Net Promoter Score Considered Harmful (and What UX Professionals Can Do About It)
In 2003, a marketing consultant named Fred Reichheld lit the business world on fire with the Harvard Business Review article The One Number You Need To Grow. He asserted that by asking a single question—a question aimed at determining the organization’s customer’s loyalty—management could take the pulse of their customers’ feelings towards their business. He ended the article with “This number is the one number you need to grow. It’s that simple and that profound.”
It turns out, it’s neither simple nor profound. It doesn’t help businesses grow. It doesn’t even tell the management how loyal the customer is.
Yet, Net Promoter Score (also known as NPS) meets all the common requirements of a “useful” business metric:
- It’s easy to measure.
- It produces a number you can track.
- It feels legitimate.
Even though NPS has been solidly debunked in many smart research papers, it’s still solidly embedded into many businesses. We hear about companies rolling out new NPS measurement programs every day.

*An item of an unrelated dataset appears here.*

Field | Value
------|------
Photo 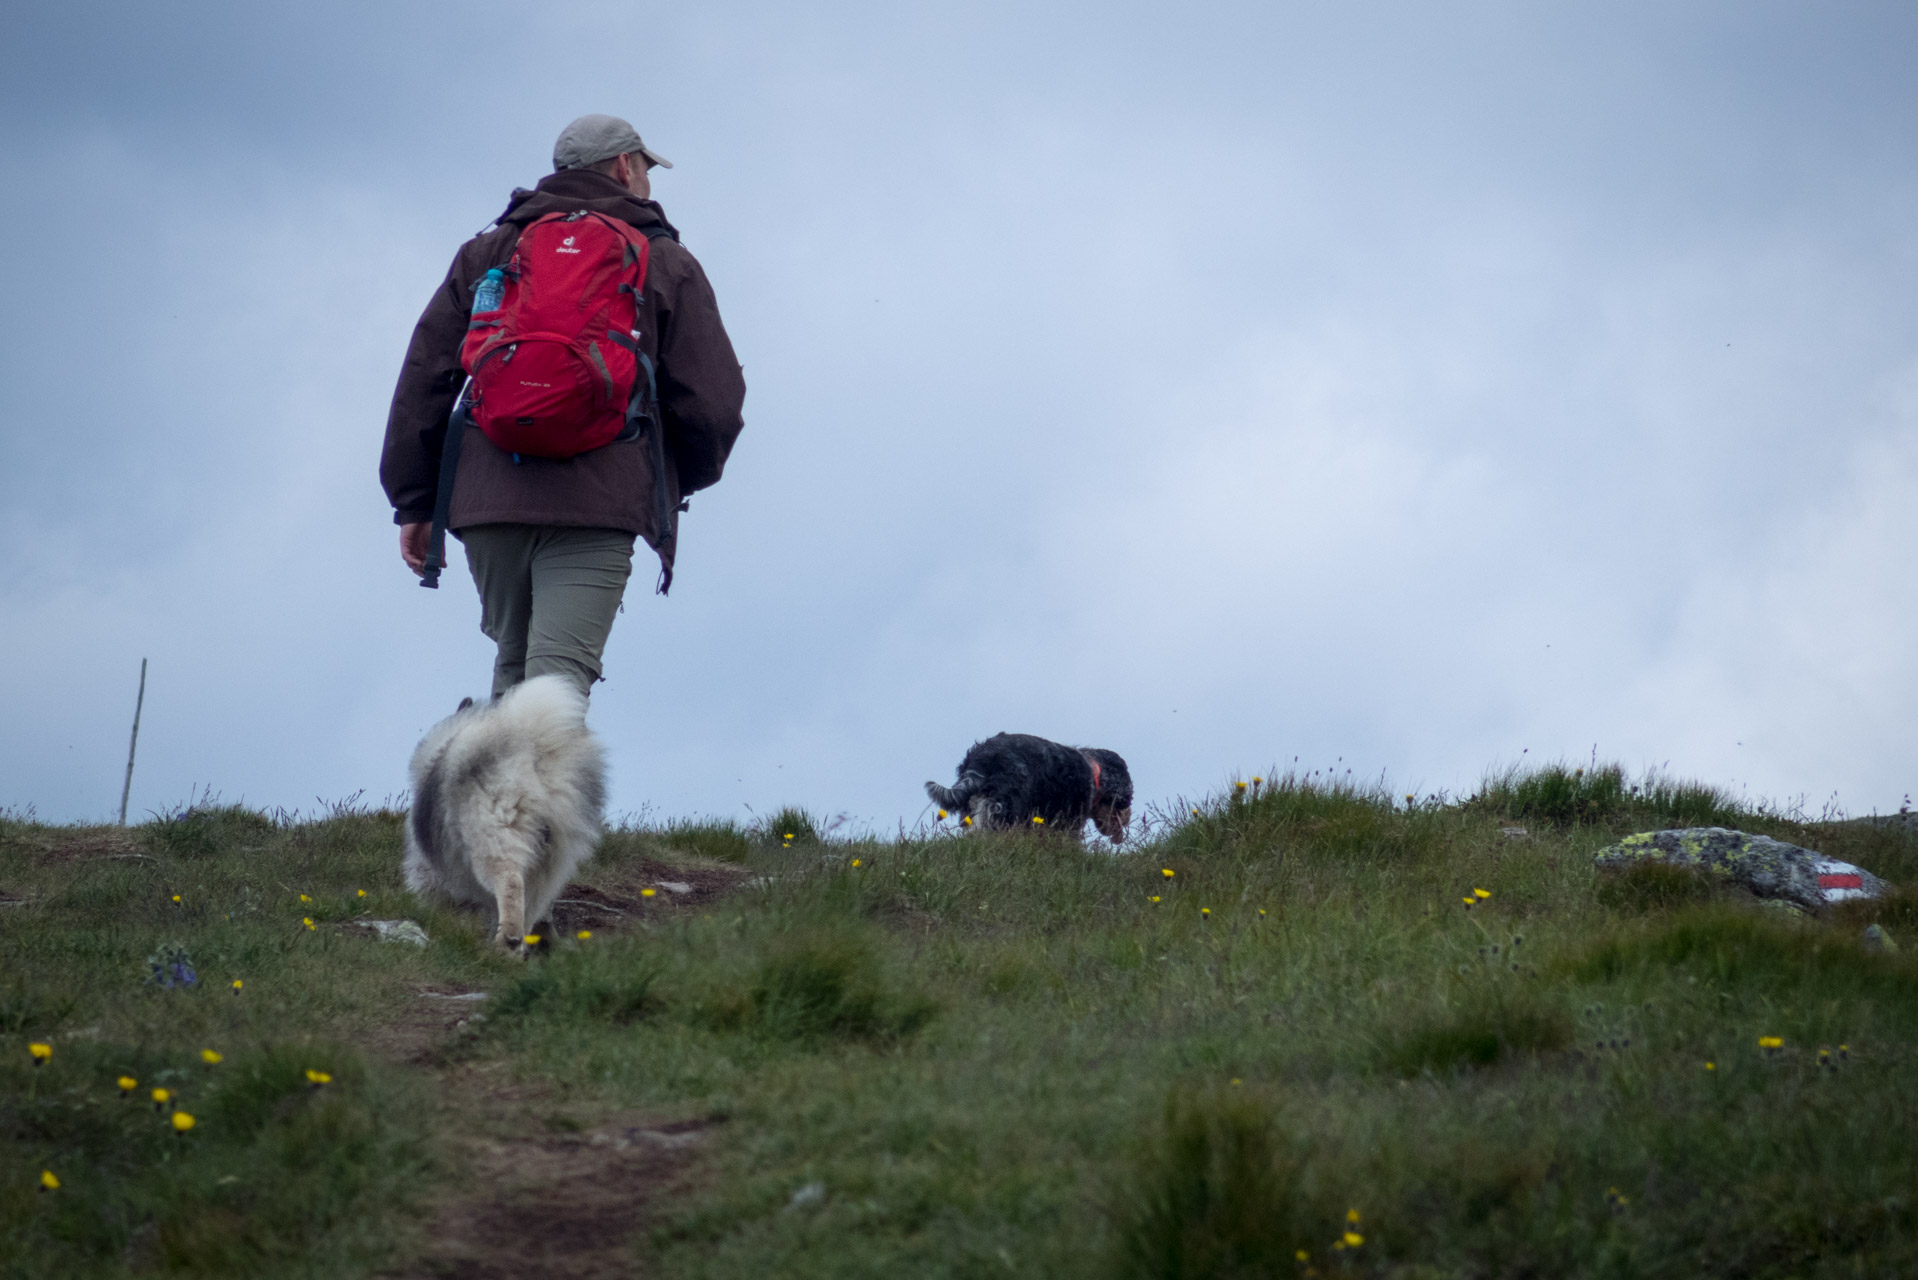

Industry leaders continue to sing NPS’s praises. For example, Stephen Bennett when he was CEO of Intuit: “Every business line now addresses [NPS] as part of their strategic plan; it’s a component of every operating budget; it’s part of every executive’s bonus. We talk about progress on Net Promoter at every monthly operating review.”
Companies like Intuit base their critical decisions on this metric, but the metric isn’t measuring what they think it is. In fact, NPS measures nothing in particular. Let’s unpack how it works to see just how vacuous NPS truly is.
The wacky science behind the NPS formula
One of the crazier things about the Net Promoter Score is how it’s calculated. The inputs come from a simple survey. Respondents are asked a single question: How likely are you to recommend [COMPANY] to a friend or colleague? On an eleven-point scale, with zero marked as Not At All Likely and 10 marked as Extremely Likely, respondents pick a number. (In later versions of the survey, Fred Reichheld suggested people ask a subsequent question about why they gave it that score. We’ll address that second question in a moment.)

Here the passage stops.